MCP Server Capabilities
The MCP server typically exposes a small set of tools.
| Tool | Purpose |
|---|---|
get_changed_files |
Detect modified files |
get_applicable_policies |
Identify policies for those files |
read_source_file |
Return file contents |
search_codebase |
Search for patterns across the repo |
get_project_conventions |
Return architectural rules |
It may also expose resources such as:
policies://allconventions://project
Policy Rules as Data
All review rules are stored as JSON, not code.
Each rule includes:
| Field | Purpose |
|---|---|
id |
Unique rule identifier |
riskLevel |
critical / high / medium / low |
check |
What the rule checks |
successCriteria |
Pass/fail conditions |
howToVerify |
Instructions for the AI |
applicableFilePatterns |
Glob patterns for matching files |
Adding a new rule is simply adding another JSON object.
No code changes required.
Developer Workflow
Once the MCP server is registered in:
.vscode/mcp.json
developers can interact with it naturally.
Review staged changes
Review my staged changes against technical requirements
Review a specific file
Review src/App.Api/Controllers/OrderController.cs
Review branch changes
Review all changes on this branch compared to main
Ask about project rules
What policies apply to repository files?
This makes the experience feel like pair-programming with an engineer who knows the entire technical requirements document.
Benefits
| Traditional Tools | MCP Approach | |
|---|---|---|
| Generic lint rules | Project-specific policies | |
| Requires infrastructure | Runs locally | |
| Language-specific | Policy rules are stack-agnostic | |
| Manual checklists | Automated evaluation | |
| Inconsistent reviews | Consistent AI reviews |
Key Advantages
Project-specific intelligence
Rules are tailored to your company or team's architecture and coding standards.

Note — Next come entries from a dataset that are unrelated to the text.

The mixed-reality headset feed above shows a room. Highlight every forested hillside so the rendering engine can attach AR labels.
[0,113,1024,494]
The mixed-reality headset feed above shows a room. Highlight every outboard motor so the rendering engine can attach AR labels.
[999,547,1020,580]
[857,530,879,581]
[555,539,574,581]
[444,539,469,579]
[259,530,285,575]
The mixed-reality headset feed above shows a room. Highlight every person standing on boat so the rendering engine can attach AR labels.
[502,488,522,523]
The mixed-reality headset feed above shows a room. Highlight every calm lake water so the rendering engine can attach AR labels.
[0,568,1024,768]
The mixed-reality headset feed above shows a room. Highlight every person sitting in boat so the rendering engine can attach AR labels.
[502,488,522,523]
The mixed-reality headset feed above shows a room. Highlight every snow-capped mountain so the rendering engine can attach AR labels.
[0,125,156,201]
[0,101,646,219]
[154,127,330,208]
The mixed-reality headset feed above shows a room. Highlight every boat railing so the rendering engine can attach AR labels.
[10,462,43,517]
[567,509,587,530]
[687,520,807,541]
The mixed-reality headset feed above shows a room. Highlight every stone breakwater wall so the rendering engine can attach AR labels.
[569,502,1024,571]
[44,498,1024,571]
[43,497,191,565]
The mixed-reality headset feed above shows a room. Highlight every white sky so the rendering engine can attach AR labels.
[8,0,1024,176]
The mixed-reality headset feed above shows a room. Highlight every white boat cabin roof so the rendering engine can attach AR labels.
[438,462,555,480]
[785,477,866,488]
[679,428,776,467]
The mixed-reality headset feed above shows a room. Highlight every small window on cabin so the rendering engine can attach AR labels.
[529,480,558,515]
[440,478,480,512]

Declarative and extensible
Policies are JSON, making them easy to add or modify.
Platform-agnostic
Works with any MCP-compatible client.
Portable across Git platforms
Works with GitLab, Bitbucket, Azure DevOps, etc.
Consistent code reviews
Every developer receives the same review quality.
CI Integration (Optional)
The MCP review process can also be integrated into CI.
Example GitLab job:
code-review:
stage: review
image: node:22
script:
- npm ci
- npx tsx src/cli/review-mr.ts
Recommended layered approach:
| Layer | Purpose | |
|---|---|---|
| Developer review | Copilot + MCP in VS Code | |
| CI check | Automated policy verification | |
| Human review | Validate AI findings |
This reduces the human reviewer's workload to business logic validation.
Conclusion
By building an MCP server you can turn team knowledge into structured, reusable policies that AI can reason over during development.
Instead of relying on generic tools, your reviews become:
- context-aware
- consistent
- extensible
- portable across platforms
The idea is simple:
Encode team expertise as structured data, expose it through MCP, and let the LLM perform the reasoning.